Interview mit Michael Pichler, Ricoh

Ergebnisse der Studie „Document Governance Index"

Interview mit Michael Pichler, Director Marketing bei Ricoh Deutschland über den „Document Governance Index“

Michael Pichler, Ricoh

Michael Pichler, Director Marketing bei Ricoh Deutschland

IT-DIRECTOR: Herr Pichler, im Rahmen der Studie „Document Governance Index“ wurden Führungskräfte und Mitarbeiter europäischer Unternehmen befragt, um zu analysieren, wie Dokumentenprozesse aktuell gehandhabt werden und wie sich globale Trends darauf auswirken. Vor welchen Herausforderungen stehen Großunternehmen bei ihren geschäftskritischen Dokumentenprozessen?
M. Pichler:
Der technologische Wandel stellt Großunternehmen vor die Herausforderung, ihre Mitarbeiterinnen und Mitarbeiter kontinuierlich mit neuen Technologien vertraut zu machen. Darüber hinaus müssen diese Technologien für die unterschiedlichen Workflows der verschiedenen Abteilungen optimiert werden. Schließlich ist es im Falle einer Kundenanfrage besonders wichtig, schnell und zuverlässig alle relevanten Kundendaten einsehen zu können, um so den bestmöglichen Service zu bieten. Die unzureichende Vernetzung verschiedener Systeme sowie der schnelle und bisweilen unbedachte Einsatz neuer Technologien erweisen sich dabei oft als Hindernisse.

IT-DIRECTOR: Unternehmen müssen immer größere Datenmengen managen. Auf welche Strategien setzen Unternehmen aktuell im Umgang mit Big Data und was sollten sie dabei beachten?
M. Pichler:
Wie die Studie zeigt, verfolgen viele Unternehmen derzeit keine klare Strategie zum effektiven ­Management der wachsenden Datenmengen, obwohl diese die Aufmerksamkeit und Ressourcen der Unternehmen in besonderem Maße von ihren Kernaktivitäten ablenken. 91 Prozent der Befragten geben an, dass sich das steigende Datenvolumen am stärksten auf ihre Fähigkeit auswirkt, kritische Unternehmensprozesse zu kontrollieren. Durch enge Zusammenarbeit mit einem Experten für IT- und Dokumentenmanagement könnte die bisher auf die Verwaltung von Big Data verwandte Zeit sinnvoller und effektiver eingesetzt werden – und zwar für das Kerngeschäft.

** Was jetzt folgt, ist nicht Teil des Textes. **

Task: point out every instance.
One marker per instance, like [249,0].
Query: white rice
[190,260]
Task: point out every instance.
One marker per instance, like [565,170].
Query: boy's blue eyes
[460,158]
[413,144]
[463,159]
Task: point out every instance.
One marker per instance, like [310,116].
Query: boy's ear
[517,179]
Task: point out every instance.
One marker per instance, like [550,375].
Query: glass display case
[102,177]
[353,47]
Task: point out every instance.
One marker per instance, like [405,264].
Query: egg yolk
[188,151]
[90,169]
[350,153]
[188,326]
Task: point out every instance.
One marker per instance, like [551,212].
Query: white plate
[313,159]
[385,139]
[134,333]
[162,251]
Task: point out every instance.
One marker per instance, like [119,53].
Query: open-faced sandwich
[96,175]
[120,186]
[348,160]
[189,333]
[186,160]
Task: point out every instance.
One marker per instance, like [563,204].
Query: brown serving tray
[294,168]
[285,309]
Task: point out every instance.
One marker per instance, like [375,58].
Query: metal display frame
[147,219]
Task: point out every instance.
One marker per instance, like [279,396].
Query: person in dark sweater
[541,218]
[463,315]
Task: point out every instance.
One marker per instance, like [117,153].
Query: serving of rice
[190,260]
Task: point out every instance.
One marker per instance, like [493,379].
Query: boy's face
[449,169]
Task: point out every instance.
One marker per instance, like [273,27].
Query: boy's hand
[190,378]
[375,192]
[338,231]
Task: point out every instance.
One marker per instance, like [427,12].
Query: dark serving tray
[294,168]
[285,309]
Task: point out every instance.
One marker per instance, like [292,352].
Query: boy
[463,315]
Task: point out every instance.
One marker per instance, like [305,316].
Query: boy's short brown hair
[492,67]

IT-DIRECTOR: Entwicklungen wie mobiles Arbeiten und eine stärkere Dezentralisierung verändern die Geschäftswelt maßgeblich. Welche Trends sind jetzt bei Informations- und Dokumentenmanagement besonders wichtig? Welchen Stellenwert hat Cloud Computing in diesem Zusammenhang?
M. Pichler:
Auch bei der Integration mobiler Geräte fehlt in vielen Unternehmen ein ganzheitlicher Ansatz. Als Problem zeigt sich dabei die deutliche Kluft zwischen technologischer Innovation und den damit verbundenen Investitionen in Front- und Backoffice. Im Frontoffice investieren Unternehmen vorwiegend in neueste mobile Geräte wie Smartphones und Tablet-PCs, während im Backoffice eher neue Scanner, Faxgeräte und Netzwerkdrucker bereitgestellt werden. Neue Technologien für das Frontoffice werden oftmals jedoch nicht in das Backoffice integriert. Dies führt zu Problemen, wenn das Front- Daten an das Backoffice übermittelt, die dort nicht empfangen und automatisch verarbeitet werden können.

Wie die Cloud optimal für Mobilität und Flexibilität am Arbeitsplatz eingesetzt werden kann, ist vielen Unternehmen nach Erkenntnissen der Studie ebenfalls noch unklar. 70 Prozent der europäischen Unternehmen nutzen die Cloud für den mobilen Zugang zu Dokumentenprozessen, aber nur 50 Prozent glauben, dass die Cloud das Management ihrer Dokumentenprozesse vereinfachen wird.
Dennoch haben neue Technologien nach wie vor ihren Reiz: 78 Prozent der Führungskräfte investieren schon in neue Technologien, noch bevor sie mit allen Funktionen der bereits vorhandenen Systeme vertraut sind.